First-years stand out in women's rugby success

by Kasey Rhee | 10/2/17 2:05am

The women’s rugby team continues to prove itself as a team to watch on the national scene. The team cruised through the most difficult part of their schedule undefeated, pulling out wins against two-time defending national champion and then-No. 1 Quinnipiac University and then-No. 3 United States Military Academy. This strong start comes with no small thanks to the first-years who have joined the ranks, with two women in particular, Idia Ihensekhien ’21 and Lilly Durbin ’21 already establishing themselves as standout contributors. 

Ihensekhien hails from Milton, Ontario and recently debuted with the Canadian U18 National Team this past summer in the Can-Am Series, playing as a prop.

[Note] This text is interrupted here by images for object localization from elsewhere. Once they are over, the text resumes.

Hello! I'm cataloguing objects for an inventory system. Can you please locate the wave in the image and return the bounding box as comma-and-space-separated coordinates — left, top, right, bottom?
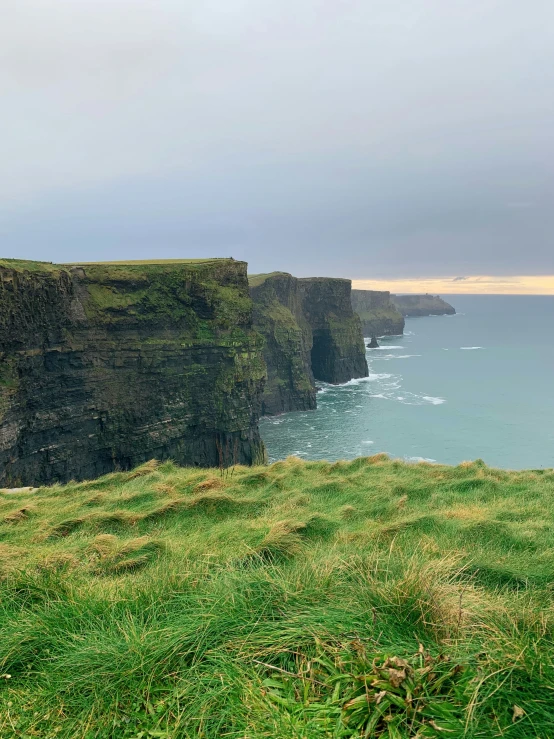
374, 354, 421, 361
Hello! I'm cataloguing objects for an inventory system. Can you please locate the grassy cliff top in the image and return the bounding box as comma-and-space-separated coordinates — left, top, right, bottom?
248, 272, 292, 287
0, 455, 554, 739
0, 257, 235, 272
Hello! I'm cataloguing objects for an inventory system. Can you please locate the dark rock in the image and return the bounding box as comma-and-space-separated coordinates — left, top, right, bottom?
249, 272, 368, 415
298, 277, 368, 384
0, 260, 265, 486
352, 290, 404, 336
249, 272, 316, 415
391, 295, 456, 316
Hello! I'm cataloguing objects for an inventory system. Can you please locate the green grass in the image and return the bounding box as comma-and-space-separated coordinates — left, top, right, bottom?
248, 272, 291, 287
0, 455, 554, 739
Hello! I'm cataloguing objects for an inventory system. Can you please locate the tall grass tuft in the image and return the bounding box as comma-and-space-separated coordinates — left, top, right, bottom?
0, 455, 554, 739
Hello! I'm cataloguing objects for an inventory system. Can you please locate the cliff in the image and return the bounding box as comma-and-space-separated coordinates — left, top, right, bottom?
249, 272, 368, 415
391, 295, 456, 316
0, 259, 265, 485
298, 277, 368, 384
352, 290, 404, 337
249, 272, 316, 422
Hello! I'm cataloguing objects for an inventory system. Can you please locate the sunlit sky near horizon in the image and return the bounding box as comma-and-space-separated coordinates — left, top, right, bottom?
0, 0, 554, 278
352, 275, 554, 295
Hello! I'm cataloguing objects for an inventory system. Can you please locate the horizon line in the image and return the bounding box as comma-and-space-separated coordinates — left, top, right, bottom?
352, 275, 554, 296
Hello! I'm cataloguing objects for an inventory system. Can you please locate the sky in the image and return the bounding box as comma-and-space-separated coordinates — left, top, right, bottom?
0, 0, 554, 291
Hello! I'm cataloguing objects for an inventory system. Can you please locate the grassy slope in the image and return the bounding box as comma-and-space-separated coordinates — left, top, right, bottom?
0, 455, 554, 739
0, 257, 234, 272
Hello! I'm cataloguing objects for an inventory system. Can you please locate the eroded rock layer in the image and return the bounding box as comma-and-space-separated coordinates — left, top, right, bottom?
250, 272, 316, 415
249, 272, 367, 415
298, 277, 368, 384
352, 290, 404, 338
0, 260, 265, 485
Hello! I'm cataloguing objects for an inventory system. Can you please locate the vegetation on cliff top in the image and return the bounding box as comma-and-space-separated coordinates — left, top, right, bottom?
0, 455, 554, 739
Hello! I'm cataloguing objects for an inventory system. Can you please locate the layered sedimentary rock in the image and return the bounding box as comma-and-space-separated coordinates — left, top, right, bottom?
250, 272, 316, 415
352, 290, 404, 337
250, 272, 368, 415
298, 277, 368, 384
391, 295, 456, 316
0, 260, 265, 485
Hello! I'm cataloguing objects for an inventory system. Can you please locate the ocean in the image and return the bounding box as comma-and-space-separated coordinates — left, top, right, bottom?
260, 295, 554, 469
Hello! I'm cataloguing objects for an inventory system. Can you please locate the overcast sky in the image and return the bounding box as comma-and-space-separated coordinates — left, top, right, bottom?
0, 0, 554, 279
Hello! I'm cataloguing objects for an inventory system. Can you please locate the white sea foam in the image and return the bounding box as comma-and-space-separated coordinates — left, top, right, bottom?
421, 395, 446, 405
375, 354, 421, 361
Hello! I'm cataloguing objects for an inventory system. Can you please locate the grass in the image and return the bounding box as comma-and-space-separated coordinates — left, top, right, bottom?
0, 455, 554, 739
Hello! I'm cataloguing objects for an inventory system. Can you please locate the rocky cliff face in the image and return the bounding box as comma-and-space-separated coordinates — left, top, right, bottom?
391, 295, 456, 316
249, 272, 316, 415
298, 277, 368, 384
250, 272, 368, 415
352, 290, 404, 337
0, 260, 265, 485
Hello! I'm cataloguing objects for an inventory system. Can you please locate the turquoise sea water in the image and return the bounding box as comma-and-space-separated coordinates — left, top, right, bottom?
260, 295, 554, 469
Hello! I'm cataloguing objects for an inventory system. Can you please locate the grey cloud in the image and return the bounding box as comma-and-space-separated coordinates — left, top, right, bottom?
0, 0, 554, 278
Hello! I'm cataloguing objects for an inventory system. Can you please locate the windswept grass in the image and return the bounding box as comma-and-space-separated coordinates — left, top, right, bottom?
0, 455, 554, 739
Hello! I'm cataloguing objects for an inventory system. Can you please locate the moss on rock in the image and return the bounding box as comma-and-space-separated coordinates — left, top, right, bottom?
0, 259, 265, 485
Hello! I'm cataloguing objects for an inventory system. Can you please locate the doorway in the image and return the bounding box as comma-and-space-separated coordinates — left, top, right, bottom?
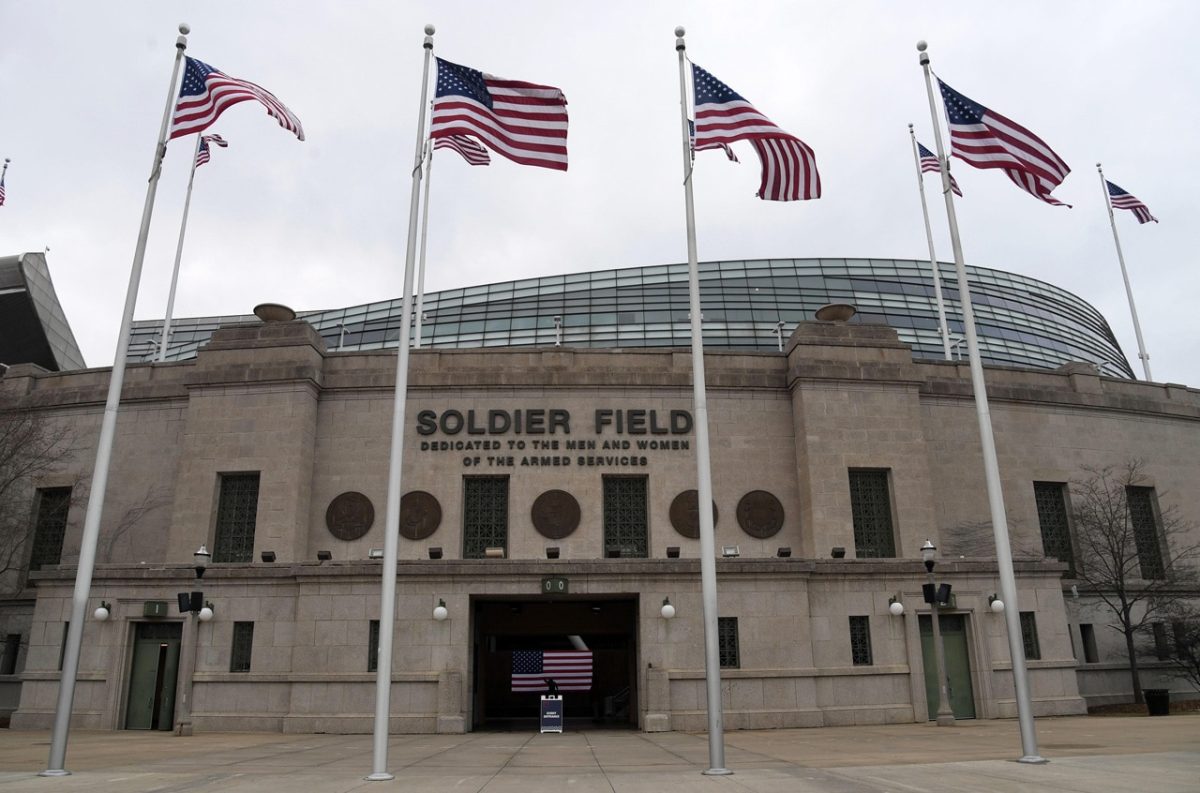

“A prop supports players that crash a lot — sort of the leads in the scrum,” Ihensekhien said. “It’s more a physical position, we’re in the most contact.”

The position is usually dominated by the strongest, heaviest people on the team, according to Ihensekhien, but she brings a level of agility to the position. 

“I would say I’m a versatile player,” Ihensekhien said. “I can play different positions, and I have skills that props typically don’t. They’re usually bigger people and focus more on power.”

She attributed her advantage in both speed and agility to her experience with other sports, including basketball and the footwork required. Ihensekhien added that her sports background played a part in how she was introduced to rugby.

“An upperclassman suggested I try rugby after a volleyball game my freshman year,” Ihensekhien said. “I fell in love. I played a bunch of sports growing up, like volleyball, basketball, softball, I did some track. Rugby was great because it incorporated everything.” 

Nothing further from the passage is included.